ゲホゲホと、苦しそうに眉根を寄せ咳き込む芥川の前には様々な形や色の錠剤と粉末剤、実に多種多様な薬が水とともに置かれている。



「それ、飲みなさいよ」


「、、、」



食後の珈琲を啜りながらそう言うと、それまで薬に向けられていた真っ黒な瞳をこちらに向けジロリと鋭い視線を放たれたが、体調が悪い所為か普段より覇気がない。
この男は、医者から処方された薬を断固として口にしない。だからそんなに風邪が長引くんだ。しかも芥川は基本的にあまり食事をしないし睡眠もしっかりとらない。免疫力というものが多分常人の半分にも満たないと思う。
嫌がる彼に食事を摂らせるのは中々骨が折れた。ドアの隙間から樋口が心配そうに見ていたが、貧民街にいた頃からの仲である私は今更この男に畏怖することはない。



「大体ねえ、薬が嫌いってあっくんはもう子どもじゃないんだから。茶々っと口に放り込んで水で流し込んだらいいじゃない」



「、、其の呼び方、止めろと言っているだろう」



「あっくんが薬飲んでくれたら止めるよ」



一つ年下の彼のことを私はあっくんだのりゅうちゃんだのその日の気分によって好きに呼んでいる。昔、太宰さんの前でうっかり「ねえねえあっくん」と呼んだときはそれはもう馬鹿にされた。私ではなく芥川が。あの時は少し生命の危機を感じたのを覚えている。




「薬を出さないと僕の風邪を治せぬとは、ヤブ医者め」



「あのねえ、、、」



さあ困った。この駄々っ子を言い聞かせれる何か良い案はないだろうか。
そういえば、街に新しい氷菓子屋が出来たとエリス嬢が言ってたが、何でも無花果の氷もあるとの事。食べ物に釣られるような甘い男でもないけど、試してみる価値はあるかもしれない。

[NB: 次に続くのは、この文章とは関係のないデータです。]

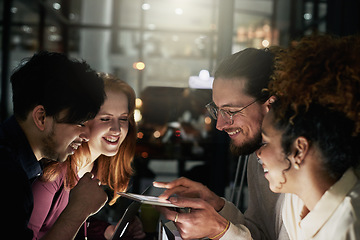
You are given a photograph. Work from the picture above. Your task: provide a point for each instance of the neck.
(313, 185)
(33, 138)
(88, 167)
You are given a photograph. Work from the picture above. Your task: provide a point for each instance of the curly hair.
(320, 69)
(317, 81)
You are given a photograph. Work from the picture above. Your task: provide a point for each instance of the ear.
(268, 103)
(39, 115)
(300, 149)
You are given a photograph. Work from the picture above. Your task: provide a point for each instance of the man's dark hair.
(57, 83)
(255, 65)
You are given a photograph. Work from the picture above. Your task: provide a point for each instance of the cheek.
(96, 131)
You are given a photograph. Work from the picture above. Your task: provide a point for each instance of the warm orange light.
(139, 65)
(138, 103)
(140, 135)
(157, 134)
(145, 154)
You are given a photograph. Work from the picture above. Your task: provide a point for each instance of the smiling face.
(245, 131)
(273, 159)
(62, 140)
(110, 126)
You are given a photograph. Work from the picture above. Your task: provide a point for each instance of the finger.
(160, 184)
(167, 213)
(176, 190)
(178, 182)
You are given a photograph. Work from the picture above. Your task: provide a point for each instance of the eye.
(263, 144)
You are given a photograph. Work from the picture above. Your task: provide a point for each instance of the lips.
(113, 140)
(233, 132)
(74, 146)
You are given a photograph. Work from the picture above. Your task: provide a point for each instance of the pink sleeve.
(43, 194)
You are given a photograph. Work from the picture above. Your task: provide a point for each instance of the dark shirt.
(19, 168)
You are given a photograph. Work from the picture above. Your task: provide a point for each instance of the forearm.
(67, 225)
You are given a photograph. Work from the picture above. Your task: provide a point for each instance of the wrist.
(223, 231)
(219, 204)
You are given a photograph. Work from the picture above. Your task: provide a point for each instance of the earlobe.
(270, 101)
(301, 147)
(39, 116)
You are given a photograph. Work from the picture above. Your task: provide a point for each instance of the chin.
(110, 153)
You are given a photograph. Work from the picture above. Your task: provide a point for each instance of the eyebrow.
(264, 132)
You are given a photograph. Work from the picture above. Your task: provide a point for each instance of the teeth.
(74, 146)
(235, 132)
(111, 139)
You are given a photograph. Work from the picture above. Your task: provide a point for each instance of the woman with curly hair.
(108, 155)
(311, 138)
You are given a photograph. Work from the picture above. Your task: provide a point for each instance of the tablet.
(148, 200)
(124, 222)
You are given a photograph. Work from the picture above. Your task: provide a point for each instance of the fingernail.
(173, 199)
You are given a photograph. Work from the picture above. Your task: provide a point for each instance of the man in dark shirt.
(53, 96)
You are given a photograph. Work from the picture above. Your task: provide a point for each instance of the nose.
(115, 127)
(223, 123)
(85, 133)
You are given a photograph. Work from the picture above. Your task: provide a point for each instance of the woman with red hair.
(108, 155)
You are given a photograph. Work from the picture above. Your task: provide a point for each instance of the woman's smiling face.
(272, 157)
(110, 126)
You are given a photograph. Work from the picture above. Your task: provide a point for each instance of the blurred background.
(167, 51)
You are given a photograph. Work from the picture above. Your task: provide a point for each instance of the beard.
(247, 147)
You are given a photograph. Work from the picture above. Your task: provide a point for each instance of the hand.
(86, 199)
(135, 229)
(185, 187)
(87, 196)
(202, 221)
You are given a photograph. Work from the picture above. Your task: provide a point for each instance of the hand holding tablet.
(151, 200)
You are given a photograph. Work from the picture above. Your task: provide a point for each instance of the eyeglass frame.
(229, 115)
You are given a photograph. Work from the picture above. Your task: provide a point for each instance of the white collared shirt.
(335, 216)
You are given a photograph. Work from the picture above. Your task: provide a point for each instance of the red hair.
(113, 171)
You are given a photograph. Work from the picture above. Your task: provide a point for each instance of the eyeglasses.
(226, 114)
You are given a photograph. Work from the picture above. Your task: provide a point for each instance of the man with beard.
(53, 97)
(240, 102)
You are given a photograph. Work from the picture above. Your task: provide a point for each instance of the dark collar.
(14, 139)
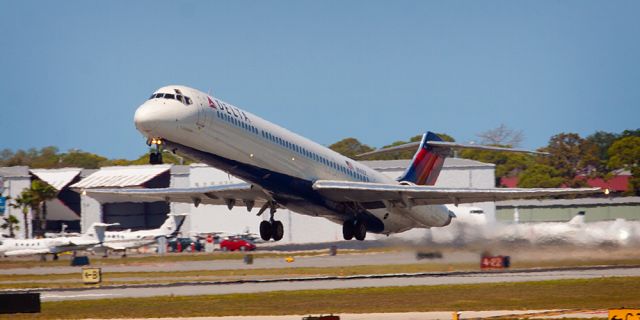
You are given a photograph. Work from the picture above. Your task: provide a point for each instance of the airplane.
(123, 240)
(285, 170)
(17, 247)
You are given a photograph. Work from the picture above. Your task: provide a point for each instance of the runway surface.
(531, 314)
(314, 284)
(384, 258)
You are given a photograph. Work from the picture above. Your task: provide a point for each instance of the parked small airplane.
(120, 241)
(16, 247)
(283, 169)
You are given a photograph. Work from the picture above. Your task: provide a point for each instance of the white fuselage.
(16, 247)
(264, 154)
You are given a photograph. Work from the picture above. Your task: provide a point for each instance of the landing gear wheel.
(277, 230)
(360, 231)
(265, 230)
(155, 158)
(347, 230)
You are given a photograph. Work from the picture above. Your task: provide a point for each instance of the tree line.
(572, 158)
(50, 158)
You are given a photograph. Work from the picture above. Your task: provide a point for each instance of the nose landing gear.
(271, 229)
(155, 156)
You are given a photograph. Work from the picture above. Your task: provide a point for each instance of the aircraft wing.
(365, 192)
(220, 194)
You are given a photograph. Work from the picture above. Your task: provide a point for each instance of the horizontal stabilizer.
(346, 191)
(443, 146)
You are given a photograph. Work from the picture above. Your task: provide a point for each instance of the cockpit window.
(184, 99)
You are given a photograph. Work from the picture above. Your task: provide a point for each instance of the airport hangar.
(79, 211)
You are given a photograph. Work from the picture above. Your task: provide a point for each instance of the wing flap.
(217, 195)
(364, 192)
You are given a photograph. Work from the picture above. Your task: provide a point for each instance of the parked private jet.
(16, 247)
(123, 240)
(283, 169)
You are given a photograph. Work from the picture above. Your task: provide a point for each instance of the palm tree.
(23, 202)
(11, 223)
(41, 192)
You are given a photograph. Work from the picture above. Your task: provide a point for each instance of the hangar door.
(136, 216)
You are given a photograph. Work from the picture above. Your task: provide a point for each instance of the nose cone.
(146, 118)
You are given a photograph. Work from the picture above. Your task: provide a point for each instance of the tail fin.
(426, 164)
(172, 225)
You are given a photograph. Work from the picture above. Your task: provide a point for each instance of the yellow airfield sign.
(91, 275)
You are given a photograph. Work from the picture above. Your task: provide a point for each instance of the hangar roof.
(580, 202)
(393, 165)
(57, 178)
(118, 177)
(16, 171)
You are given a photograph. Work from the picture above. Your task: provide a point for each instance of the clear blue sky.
(73, 72)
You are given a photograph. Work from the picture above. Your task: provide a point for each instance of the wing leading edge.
(364, 192)
(218, 195)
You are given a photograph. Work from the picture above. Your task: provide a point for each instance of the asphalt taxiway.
(315, 283)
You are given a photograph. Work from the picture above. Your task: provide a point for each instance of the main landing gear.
(354, 228)
(272, 229)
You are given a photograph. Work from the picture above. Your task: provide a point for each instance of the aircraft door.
(202, 113)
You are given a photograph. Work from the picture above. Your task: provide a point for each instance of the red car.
(236, 244)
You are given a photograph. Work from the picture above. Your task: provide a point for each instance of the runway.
(378, 258)
(434, 315)
(252, 286)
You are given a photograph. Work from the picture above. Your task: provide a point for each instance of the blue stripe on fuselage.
(291, 192)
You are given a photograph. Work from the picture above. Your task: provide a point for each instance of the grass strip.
(70, 280)
(601, 293)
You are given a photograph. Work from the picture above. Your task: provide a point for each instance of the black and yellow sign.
(624, 314)
(91, 275)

「じゃあ、ここの薬なくなったら、あっくんの好きな無花果の氷を食べに行こう」



子供騙しとも取れる提案に、ピクリと彼のこと耳が動いたのを私は見逃さなかった。しめた、これはいける。



「無花果か」



「うん。何でも凄い美味しいらしいよ。ほら、今日ちょっと暑いし、丁度いいんじゃない?」



口元を押さえ、考え込む芥川は小さい頃から無類の無花果好きだ。これは薬を飲むのも時間の問題だな、なんて鼻を高くしていると、芥川は机の上にある薬を全て鷲掴み、あろう事か私が飲んでいた珈琲にそれらをぶち込んできた。は、え?





「いやいやいやいや何してるの?!」



「ふん、此れで善いだろう」



「何もよくないわ!ていうか何してくれてんの私の珈琲に?!何、風邪で等々頭可笑しくなった?」



「五月蝿い騒ぐな。さっさと行くぞ」




真っ黒な珈琲がまだ半分以上残ったカップの中で薬たちがプカプカと浮かんでいる。何此れ、新手の厭がらせ?困惑する私の手を引きぐいぐい歩きだす芥川は心なしかさっきより元気そうに見えなくもない。そんな彼を見てちょっと安心してしまうあたり、矢張り芥川に対して私は甘いんだなと感じる。幾ら裏社会で畏れられるようになったとはいえ、私にとってはいつまでも可愛い弟のような存在なのだ。




「あーもう!帰ってきたらちゃんと薬飲むのよいいね?!次あんな事したら太宰さんに芥川が悪い子になりましたって告げ口するから!」



「巫山戯るなそんな事してみろ貴様の喉笛を羅生門で噛み潰す」



なんて、可愛げの欠片もない事を言っていたが、無花果の氷を前にして目を少し輝かせた彼はどうしても憎めないのだ。